Цвет ночи (Любовь навеки) | страница 70



– Похозяйничаешь в доме? – скептически отозвался Клинт. – Дэнси, нельзя же из-за нескольких волдырей изображать из себя инвалида. Повязки хорошие и плотные – вполне можно продолжать работу. Надо закончить расчистку поля.

Он направился к двери, но на пороге нетерпеливо оглянулся:

– Ну, ты готова? Похоже, что снова надвигается гроза, надо поторопиться, чтобы как можно больше успеть.

Дэнси понимала, что он прав, но она так устала, ей так хотелось есть и она чувствовала себя такой несчастной!

– Может, поедим чего-нибудь? – робко предложила она. – Я просто умираю от голода…

– Делай, что хочешь, – сказал он нарочито нетерпеливо и вышел, хлопнув дверью.

Ему даже не надо было оглядываться: он и так знал, что она идет за ним по пятам.

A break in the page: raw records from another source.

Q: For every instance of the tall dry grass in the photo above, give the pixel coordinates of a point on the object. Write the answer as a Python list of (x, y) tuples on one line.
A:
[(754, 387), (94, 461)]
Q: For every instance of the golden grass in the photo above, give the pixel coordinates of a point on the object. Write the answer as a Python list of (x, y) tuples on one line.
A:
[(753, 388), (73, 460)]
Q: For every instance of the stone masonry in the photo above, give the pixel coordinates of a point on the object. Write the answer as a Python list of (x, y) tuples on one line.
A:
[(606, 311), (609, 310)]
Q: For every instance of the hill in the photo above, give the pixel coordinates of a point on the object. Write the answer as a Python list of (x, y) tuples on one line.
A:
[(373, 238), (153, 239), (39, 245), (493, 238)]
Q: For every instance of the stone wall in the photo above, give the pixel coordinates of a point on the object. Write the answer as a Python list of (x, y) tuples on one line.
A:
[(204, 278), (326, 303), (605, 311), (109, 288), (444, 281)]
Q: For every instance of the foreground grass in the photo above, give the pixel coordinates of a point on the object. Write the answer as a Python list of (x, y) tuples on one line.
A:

День клонился к вечеру. Клинт не переставал твердить себе, что делает именно то, что нужно: надо измотать ее настолько, чтобы она рада была унести отсюда ноги. И в то же время ему было как-то не по себе: чем дольше они работали вместе, тем больше она ему нравилась. И дело было не только в том, что девушка хороша собой, – она оказалась очень славным товарищем. С ней можно было говорить о чем угодно, и они говорили, работая бок о бок.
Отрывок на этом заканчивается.